Monday, August 02, 2004

The True Cyberpunks

I'm finishing Richard K. Morgan's Altered Carbon, its sort of fun, a through back to the days when the likes of Neal Stephenson, William Gibson and Bruce Sterling were writing something like straight science fiction. Gibson reports, I think on behalf of that cohort of writers, that the cyber-punk movement had to end because the future had arrived and it was much stranger than he had imaginged. Morgan doesn't feed any obligation to make his world any stranger or more inventive than the real world. He doesn't even hold up a mirror to the way the world. The Takeshi Kovacs books give voice to violent fantasies without having to really consider the consequences of that violence.

One of Moran's important characters is a "data rat", a skill hacker, part merc, part detective. Similar characters existed in the classic cyber punk works. These skilled professional were at the center of the action. Its not too much of a stretch to suppose that they were the characters with whom the reader was supposed to be able to best identify. Their abilities analyzing data gave them both power and freedom. The emerging culture surrounded the internet, at least in the early days of the boom, were energized with this sort of promise. And, to a surprising extent, the technology paid off on this promise. At least to the extent that it's inspired the above writers to move into contemporary and/or historical fiction.
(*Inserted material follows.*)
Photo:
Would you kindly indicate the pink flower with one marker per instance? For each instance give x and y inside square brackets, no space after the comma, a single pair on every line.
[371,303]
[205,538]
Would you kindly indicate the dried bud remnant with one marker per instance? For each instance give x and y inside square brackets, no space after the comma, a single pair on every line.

But what about the promise of the data-runner. I remember the thrill that I got when I first developed some skills in teasing out hidden facts and discovering unseen patterns in the vast web of electronic data. There was a definite rush. I was working as a part-time proof reader/ copy editor. I bet fact checkers get the same rush. I bet mercs and detectives have more important things to do with their time. This sort of character has elevated the lowest position in the traditional publishing hierarchy to that of super-powered noire anti-hero.

I suppose it shouldn't be suprising that people in this position should find themselves elevated in genre fiction. What else is a struggling novelist going to do to buy food before selling that first novel?